Similarly, GOP proposals marry high deductible health plans with tax-free “health savings accounts” (HSAs). Republicans’ stated goal is to encourage consumers to save and pay for more of their care themselves in the hope that paying out of pocket will encourage them to comparison shop for the best deals on care. Not surprisingly, the evidence suggests that high deductible plans don’t work that way and can drive people to forgo needed care. But claims of increasing “personal responsibility” may hide what’s really driving this proposal. While an HSA’s tax benefits may do little to help low-income households, they can serve as a massive tax shelter for high-income ones.

Our friends at the Center on Budget and Policy Priorities have a helpful primer outlining all of the top GOP proposals, how they differ from the ACA’s protections, and what they could mean to you.

RWV regional coordinator Kathy Waligora of Everthrive Illinois went on Chicago television station WCIU’s “You and Me” morning show to sound the alarm. “We want to make clear that repealing the Affordable Care Act, especially without an immediate replacement is dangerous,” said Waligora (shown at right in the photo). “It will cost people’s lives, it will cost the state and taxpayers money, and it will really disrupt the system that so many of us really rely on, which is the health care system.”
 
So, what can you do?

If you live in New Jersey, you can join our RWV regional coordinator, Citizen Action, in one of a series of candlelight Vigils to Save Our Health Care they are holding outside Congressional District offices.
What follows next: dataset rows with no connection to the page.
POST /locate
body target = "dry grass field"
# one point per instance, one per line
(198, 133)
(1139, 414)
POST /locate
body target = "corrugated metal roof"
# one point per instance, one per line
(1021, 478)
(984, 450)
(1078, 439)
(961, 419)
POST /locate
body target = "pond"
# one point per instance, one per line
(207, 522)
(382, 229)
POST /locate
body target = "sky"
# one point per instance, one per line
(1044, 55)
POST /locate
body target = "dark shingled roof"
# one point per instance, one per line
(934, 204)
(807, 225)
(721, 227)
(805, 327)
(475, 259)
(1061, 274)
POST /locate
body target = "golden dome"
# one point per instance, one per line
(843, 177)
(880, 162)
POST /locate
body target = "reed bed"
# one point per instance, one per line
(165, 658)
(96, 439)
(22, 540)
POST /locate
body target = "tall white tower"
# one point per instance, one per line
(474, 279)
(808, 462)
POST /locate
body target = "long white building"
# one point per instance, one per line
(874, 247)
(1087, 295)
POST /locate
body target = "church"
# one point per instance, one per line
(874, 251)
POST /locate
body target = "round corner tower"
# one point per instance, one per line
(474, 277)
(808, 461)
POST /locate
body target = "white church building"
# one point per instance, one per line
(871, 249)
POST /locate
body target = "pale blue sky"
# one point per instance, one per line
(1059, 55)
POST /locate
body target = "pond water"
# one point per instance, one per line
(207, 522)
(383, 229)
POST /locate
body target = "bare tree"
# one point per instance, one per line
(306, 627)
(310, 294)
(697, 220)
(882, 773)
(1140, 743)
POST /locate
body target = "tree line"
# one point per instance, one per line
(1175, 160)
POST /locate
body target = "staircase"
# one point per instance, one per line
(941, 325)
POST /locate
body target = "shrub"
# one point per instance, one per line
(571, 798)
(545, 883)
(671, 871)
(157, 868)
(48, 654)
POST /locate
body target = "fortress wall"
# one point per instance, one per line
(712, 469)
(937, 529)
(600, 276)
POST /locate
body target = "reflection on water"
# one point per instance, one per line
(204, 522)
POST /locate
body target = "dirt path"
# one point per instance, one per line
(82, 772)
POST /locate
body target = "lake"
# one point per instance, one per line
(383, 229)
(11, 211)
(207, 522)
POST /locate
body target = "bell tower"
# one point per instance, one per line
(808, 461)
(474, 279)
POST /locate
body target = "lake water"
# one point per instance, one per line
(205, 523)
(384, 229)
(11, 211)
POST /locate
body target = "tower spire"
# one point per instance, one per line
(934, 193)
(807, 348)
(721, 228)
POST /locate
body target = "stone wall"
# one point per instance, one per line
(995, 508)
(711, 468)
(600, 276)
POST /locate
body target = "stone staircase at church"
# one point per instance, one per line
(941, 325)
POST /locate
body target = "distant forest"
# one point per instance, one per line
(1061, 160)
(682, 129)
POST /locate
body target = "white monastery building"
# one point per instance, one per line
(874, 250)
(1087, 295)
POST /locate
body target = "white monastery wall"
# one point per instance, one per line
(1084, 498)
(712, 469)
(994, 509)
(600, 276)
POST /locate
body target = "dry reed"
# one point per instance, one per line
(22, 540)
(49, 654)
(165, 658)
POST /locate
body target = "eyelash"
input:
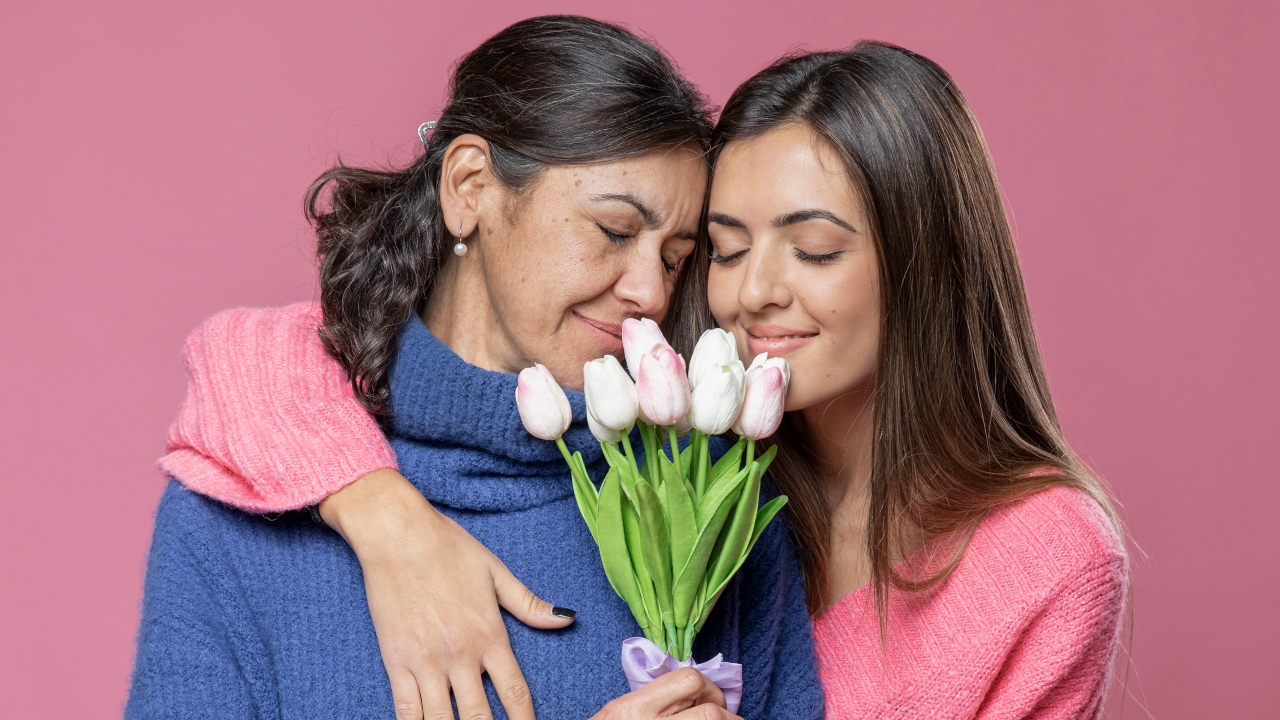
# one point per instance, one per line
(726, 259)
(622, 238)
(818, 259)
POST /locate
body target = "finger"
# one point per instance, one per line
(510, 682)
(405, 693)
(705, 711)
(434, 688)
(469, 693)
(524, 605)
(679, 691)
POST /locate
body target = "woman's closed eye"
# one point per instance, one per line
(818, 259)
(615, 237)
(726, 259)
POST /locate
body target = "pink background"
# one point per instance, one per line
(154, 156)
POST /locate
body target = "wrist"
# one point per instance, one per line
(374, 510)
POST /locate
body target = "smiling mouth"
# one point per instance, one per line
(608, 333)
(776, 340)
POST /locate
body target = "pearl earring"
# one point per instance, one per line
(461, 247)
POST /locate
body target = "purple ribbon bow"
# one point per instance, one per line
(644, 661)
Some of these vigils are taking place tonight, Feb. 8, from 4:30 to 6:30 p.m. Check out their website to find out more.

You can show up for a rally when the Save My Care bus stops in your town. This week, the bus is traveling through Nevada, with stops planned in Las Vegas (Thursday), Carson City and Reno (both on Friday) and Fallon (Saturday). Next week, it will be in Arizona and New Mexico. You can check out this website to find out when the bus will be near you.

Last week, the bus stopped in Chicago, where Everthrive Illinois’ Kathy Waligora (second from right) was on hand, offering support as William McNary, Co-Director of Citizen Action Illinois, kicked off the event.

It’s also time to plan ahead for Feb. 18 to 25, when members of Congress will be home in their districts for a President’s Day recess. Here are some action opportunities:
  • Show up for your Congress member’s town hall meeting. See this list to find out if your Congress member has an event scheduled for that week.
  • Social media: Over recess week, RWV plans to launch another round of our #If I Lose Coverage social media campaign, which will feature new badges and stories. Stay on the lookout for more information on our Facebook page.
  • Letters to the editor and op-eds in local newspapers are a great way to share your story with a wide audience.
  • Letter writing parties: Send letters and postcards to district offices asking policymakers to protect our care. (Send mail to district and state offices, not to DC offices, where security measures cause additional time delays.) The most effective letters are hand delivered to district offices in-person.
  • And always and in everything you do, share your story of why the ACA has helped you, your family, friends and neighbors. Speak out about what would happen if you, or someone you love, loses coverage.